According to the band’s website, Aqualung remains their best-selling and best-known album, with seven million copies sold in total. A 40th anniversary edition was reissued in 2011 and a live version in 2005, both of which repurposed the original front cover. Aqualung is Jethro Tull’s best-selling album, selling more than seven million units worldwide. It was generally well-received critically and has been included on several music magazine best-of lists. The album spawned two singles, Hymn 43 and Locomotive Breath.Jethro Tull have sold an estimated 60 million albums worldwide, with 11 gold and 5 platinum albums. They have been described by Rolling Stone as one of the most commercially successful and eccentric progressive rock bands.
What was Jethro Tull’s most famous invention?
Eighteenth-century British gentleman farmer Jethro Tull (1674–1741) is popularly regarded as the inventor of the seed drill, widely cited by agricultural historians, soil scientists and school history textbooks alike. This also comes through in the name itself, which was initially chosen at random by their booking agent. Jethro Tull was actually an English 18th-century agriculturist and inventor of the seed drill whose name was borrowed by their manager as a stand-in for the countless other names they burnt through on rotation.Our agent, who had studied History at college, came up with the name Jethro Tull (an eighteenth century English agricultural pioneer who invented the seed drill).
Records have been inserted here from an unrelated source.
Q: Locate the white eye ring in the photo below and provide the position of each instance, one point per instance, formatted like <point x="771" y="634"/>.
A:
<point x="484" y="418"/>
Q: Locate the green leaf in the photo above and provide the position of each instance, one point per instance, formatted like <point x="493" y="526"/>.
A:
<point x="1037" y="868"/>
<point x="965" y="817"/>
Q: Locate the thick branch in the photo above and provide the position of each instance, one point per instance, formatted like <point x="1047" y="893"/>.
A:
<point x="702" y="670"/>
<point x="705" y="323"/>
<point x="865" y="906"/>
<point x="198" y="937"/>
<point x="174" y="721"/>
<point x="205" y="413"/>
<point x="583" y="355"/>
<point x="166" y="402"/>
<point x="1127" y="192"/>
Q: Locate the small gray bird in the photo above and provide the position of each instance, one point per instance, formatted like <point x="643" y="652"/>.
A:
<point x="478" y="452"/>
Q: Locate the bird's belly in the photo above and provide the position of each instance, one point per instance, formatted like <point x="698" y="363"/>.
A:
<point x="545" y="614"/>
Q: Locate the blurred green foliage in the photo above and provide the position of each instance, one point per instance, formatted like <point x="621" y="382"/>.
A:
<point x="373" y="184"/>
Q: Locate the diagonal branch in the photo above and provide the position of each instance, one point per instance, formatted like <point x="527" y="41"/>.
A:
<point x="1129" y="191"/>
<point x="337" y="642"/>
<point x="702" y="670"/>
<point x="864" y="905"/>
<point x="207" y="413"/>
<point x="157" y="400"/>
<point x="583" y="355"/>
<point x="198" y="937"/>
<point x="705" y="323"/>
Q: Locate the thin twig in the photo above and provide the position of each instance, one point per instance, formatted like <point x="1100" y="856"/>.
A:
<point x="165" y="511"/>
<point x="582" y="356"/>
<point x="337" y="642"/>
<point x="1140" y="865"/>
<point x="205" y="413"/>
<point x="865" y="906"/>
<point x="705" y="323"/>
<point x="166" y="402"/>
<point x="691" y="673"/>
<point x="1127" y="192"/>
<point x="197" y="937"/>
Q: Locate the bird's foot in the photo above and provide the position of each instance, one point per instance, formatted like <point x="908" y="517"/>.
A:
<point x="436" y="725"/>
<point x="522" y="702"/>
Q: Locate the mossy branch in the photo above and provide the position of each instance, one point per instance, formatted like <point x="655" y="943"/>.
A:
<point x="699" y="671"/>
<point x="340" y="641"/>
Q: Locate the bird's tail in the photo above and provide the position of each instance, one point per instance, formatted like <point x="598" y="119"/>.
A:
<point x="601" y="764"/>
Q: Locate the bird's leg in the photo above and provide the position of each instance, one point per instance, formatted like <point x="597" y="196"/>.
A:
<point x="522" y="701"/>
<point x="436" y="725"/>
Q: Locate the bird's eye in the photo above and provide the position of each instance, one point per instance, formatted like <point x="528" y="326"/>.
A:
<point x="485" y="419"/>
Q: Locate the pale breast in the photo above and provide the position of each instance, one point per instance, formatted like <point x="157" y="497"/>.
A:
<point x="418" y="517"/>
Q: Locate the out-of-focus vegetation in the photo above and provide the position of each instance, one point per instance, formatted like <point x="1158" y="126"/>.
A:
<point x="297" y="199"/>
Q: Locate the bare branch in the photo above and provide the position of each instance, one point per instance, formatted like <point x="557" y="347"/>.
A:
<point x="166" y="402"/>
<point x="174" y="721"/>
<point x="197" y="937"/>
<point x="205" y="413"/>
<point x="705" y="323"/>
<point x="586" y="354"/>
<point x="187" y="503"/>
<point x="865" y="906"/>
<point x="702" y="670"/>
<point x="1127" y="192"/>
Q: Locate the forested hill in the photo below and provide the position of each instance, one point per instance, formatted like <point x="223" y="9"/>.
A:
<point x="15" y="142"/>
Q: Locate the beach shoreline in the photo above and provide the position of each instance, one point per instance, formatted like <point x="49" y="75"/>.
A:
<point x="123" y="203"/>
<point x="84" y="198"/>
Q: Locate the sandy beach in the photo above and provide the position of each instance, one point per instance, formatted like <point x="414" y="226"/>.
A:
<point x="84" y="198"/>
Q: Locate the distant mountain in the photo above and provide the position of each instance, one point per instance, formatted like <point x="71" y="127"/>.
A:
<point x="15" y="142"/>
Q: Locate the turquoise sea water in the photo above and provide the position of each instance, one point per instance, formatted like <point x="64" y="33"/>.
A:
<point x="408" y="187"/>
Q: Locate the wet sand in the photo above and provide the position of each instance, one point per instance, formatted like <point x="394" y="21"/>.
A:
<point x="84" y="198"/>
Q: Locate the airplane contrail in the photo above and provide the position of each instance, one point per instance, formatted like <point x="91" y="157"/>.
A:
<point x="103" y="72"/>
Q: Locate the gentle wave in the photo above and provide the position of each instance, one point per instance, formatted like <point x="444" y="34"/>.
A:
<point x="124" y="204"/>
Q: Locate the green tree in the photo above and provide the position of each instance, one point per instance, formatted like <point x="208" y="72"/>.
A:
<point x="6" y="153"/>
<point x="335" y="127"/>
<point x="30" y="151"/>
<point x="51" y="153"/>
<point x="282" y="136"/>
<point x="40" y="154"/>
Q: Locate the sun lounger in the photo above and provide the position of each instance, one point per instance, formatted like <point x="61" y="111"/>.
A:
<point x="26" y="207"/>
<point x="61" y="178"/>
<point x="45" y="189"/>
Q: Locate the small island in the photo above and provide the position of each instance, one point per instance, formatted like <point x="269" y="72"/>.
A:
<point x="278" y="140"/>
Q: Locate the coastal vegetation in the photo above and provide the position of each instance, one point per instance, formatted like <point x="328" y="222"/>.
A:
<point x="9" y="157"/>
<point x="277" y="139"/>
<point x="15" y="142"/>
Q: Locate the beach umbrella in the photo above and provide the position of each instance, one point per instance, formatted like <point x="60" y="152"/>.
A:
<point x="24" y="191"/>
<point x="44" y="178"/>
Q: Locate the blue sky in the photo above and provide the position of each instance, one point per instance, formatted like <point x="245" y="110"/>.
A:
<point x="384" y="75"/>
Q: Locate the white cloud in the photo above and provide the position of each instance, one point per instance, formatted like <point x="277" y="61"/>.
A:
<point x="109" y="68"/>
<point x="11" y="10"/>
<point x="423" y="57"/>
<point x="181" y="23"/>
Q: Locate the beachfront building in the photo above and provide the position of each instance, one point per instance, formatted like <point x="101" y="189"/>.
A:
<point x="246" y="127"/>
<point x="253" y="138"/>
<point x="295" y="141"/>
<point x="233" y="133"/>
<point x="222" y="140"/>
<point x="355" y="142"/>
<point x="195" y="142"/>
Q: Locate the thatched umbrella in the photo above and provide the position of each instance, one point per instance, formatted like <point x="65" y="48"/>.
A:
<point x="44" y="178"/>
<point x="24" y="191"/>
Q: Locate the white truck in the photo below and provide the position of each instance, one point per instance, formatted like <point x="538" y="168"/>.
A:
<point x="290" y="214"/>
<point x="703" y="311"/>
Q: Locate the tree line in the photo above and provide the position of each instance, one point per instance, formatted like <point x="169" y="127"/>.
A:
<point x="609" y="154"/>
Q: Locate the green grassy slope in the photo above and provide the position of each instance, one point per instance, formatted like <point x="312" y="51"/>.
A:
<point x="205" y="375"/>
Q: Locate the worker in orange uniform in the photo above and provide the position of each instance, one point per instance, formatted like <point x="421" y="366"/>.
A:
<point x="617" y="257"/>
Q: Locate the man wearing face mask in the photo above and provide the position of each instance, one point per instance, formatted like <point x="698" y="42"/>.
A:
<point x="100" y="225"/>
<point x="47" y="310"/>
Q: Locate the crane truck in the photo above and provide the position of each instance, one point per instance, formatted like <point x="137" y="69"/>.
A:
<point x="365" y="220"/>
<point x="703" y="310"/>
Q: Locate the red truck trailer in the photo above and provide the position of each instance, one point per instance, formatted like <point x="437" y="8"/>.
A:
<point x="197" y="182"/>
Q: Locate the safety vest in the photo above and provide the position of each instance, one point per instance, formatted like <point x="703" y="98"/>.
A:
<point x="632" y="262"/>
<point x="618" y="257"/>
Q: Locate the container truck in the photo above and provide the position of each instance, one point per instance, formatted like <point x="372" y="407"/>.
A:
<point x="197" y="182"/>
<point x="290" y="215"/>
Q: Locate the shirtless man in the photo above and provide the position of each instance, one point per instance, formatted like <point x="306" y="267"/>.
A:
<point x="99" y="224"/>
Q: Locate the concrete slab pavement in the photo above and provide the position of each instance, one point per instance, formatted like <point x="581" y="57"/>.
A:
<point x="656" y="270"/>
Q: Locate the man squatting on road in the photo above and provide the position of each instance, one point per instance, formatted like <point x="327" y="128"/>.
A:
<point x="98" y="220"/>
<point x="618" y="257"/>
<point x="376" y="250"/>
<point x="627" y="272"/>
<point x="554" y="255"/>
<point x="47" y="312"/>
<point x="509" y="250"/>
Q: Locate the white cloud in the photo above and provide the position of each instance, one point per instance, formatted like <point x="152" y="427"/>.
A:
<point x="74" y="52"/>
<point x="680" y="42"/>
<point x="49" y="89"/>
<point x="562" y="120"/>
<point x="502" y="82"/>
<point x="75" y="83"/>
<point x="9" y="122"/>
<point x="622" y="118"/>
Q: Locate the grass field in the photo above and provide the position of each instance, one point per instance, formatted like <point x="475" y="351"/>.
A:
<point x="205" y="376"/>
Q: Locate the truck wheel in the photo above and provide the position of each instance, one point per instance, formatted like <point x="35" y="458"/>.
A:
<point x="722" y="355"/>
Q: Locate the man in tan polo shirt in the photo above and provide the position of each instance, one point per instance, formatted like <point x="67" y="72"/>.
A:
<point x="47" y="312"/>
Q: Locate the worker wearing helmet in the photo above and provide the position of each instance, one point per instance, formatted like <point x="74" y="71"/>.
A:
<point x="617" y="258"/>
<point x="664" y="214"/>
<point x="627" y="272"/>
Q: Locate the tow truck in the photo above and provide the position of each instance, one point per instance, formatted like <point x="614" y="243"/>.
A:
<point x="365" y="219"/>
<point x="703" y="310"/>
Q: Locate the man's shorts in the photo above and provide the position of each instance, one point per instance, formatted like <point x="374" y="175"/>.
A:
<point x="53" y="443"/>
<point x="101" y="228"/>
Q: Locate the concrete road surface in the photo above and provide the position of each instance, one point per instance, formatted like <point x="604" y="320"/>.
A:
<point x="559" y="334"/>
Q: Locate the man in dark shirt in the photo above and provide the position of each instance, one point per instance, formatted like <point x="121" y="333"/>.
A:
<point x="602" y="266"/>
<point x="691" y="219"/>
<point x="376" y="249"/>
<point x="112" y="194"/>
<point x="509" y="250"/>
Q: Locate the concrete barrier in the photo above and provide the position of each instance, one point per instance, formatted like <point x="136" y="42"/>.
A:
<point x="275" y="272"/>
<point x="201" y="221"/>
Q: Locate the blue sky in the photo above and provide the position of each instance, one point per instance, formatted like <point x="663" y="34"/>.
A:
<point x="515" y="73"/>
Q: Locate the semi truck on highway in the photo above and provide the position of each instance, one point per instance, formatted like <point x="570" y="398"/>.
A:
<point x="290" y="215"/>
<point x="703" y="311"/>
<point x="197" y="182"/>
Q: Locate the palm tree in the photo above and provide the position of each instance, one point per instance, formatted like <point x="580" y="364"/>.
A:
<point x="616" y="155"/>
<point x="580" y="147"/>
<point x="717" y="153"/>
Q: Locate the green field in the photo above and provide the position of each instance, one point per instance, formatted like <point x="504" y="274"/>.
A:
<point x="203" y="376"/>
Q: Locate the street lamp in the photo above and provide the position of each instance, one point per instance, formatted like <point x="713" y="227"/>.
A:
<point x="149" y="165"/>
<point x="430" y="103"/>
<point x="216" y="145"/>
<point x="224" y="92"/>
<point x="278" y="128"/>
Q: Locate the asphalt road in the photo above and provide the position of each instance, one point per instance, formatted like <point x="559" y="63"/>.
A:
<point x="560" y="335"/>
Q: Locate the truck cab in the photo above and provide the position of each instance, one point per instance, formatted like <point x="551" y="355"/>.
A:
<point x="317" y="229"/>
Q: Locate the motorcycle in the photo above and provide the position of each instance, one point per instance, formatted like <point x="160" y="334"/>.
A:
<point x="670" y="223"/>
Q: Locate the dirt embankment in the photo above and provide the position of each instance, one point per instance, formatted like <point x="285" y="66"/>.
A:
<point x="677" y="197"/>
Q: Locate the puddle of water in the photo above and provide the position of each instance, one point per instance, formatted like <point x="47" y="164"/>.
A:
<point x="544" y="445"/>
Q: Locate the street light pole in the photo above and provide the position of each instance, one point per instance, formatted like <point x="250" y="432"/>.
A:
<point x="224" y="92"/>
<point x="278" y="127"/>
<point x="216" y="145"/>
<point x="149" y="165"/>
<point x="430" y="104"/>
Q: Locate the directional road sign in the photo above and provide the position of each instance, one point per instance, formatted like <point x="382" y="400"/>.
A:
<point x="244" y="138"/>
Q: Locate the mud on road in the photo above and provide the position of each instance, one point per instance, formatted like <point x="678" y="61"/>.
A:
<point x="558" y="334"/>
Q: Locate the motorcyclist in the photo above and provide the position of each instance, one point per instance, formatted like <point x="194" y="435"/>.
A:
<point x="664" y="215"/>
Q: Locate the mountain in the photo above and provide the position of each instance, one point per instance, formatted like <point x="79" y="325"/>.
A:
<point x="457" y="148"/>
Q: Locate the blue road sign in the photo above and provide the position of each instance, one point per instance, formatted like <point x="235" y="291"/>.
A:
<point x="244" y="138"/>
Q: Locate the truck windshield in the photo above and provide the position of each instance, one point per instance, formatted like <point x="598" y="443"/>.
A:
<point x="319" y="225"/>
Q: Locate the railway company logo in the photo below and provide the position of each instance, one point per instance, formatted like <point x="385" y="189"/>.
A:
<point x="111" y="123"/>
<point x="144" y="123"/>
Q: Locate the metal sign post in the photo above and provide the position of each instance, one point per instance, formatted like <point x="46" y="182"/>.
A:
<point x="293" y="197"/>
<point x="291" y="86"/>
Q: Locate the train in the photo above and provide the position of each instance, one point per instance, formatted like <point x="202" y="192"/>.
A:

That was the band name during the week in which London’s famous Marquee Club offered us the Thursday night residency. So it stuck.
What is Jethro Tull’s real name?
All about ian. Ian anderson, known throughout the world of rock music as the flute and voice behind the legendary jethro tull, celebrates his 53rd year as a recording and performing musician in 2021. Ian was born in 1947 in dunfermline, fife, scotland. Manning the rock flute is ian anderson, the legend behind tull’s sound and master of this instrument from the woodwind family, and it’s a sound rarely heard in the rock world. Anderson said in an interview last week that he “carved out that territory,” but he noted that others have dabbled with it too.